2. Relevant equations

3. The attempt at a solution
So I tried to linearize the equation by taking the natural log of everything
ln(h)=ln(ae^-x)+ln(be^ex)
ln(h)=ln(a)+ln(b)+x-x

that when I run into a problem, I eliminate the x's.
My question is, is there another way to linearize the equation or should I continue though?

2. Dec 4, 2009

### clamtrox

That's not right. In particular,
$$\ln (ae^{-x} + be^x) \neq \ln (ae^{-x}) + \ln (be^x)$$

3. Dec 4, 2009

### HallsofIvy

There is no reason to linearize anything. Nor are you trying to fit the curve to those points- just the "least squares" fit.

If $h(x)= ae^{x}+ be^{-x}$ then $h(1)= ae+ be^{-1}$. Since you are told that y= 14 when x= 1, the "error" is $ae+ be^{-1}- 14$ and the "error squared" is $(ae+ be^{-1})^2$. Similarly, for x= 2, y= 10, the "error squared" is $(ae^2+ be^{-2}- 10)^2$.

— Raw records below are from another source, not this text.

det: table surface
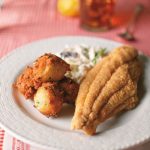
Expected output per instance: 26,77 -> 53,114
0,0 -> 150,150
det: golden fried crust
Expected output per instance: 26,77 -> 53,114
33,53 -> 70,82
59,77 -> 79,104
72,46 -> 141,135
15,67 -> 41,99
34,82 -> 63,117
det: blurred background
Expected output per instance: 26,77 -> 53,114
0,0 -> 150,56
0,0 -> 150,150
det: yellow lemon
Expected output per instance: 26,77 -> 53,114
57,0 -> 79,16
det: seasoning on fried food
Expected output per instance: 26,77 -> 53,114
14,67 -> 41,99
33,53 -> 70,82
59,77 -> 79,104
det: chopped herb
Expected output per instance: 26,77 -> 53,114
92,48 -> 106,64
36,101 -> 40,104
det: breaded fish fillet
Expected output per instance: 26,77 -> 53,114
72,46 -> 141,134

For all 5 x,y pairs, the sum of errors squared is $(ae+ be^{-1}- 14)^2$$+ (ae^2+ be^{-2}- 10)^2$$+ (ae^3+ be^{-3}- 8)^2$$+ (ae^4+ be^{-4}- 6)^2+ (ae^6+ be^{-6}-5)^2$. Find a and b to minimize that.

4. Dec 4, 2009

### rey242

What procedure would I use to find a and b? I know about the error...would I convert the sum of the errors squared into normal equations?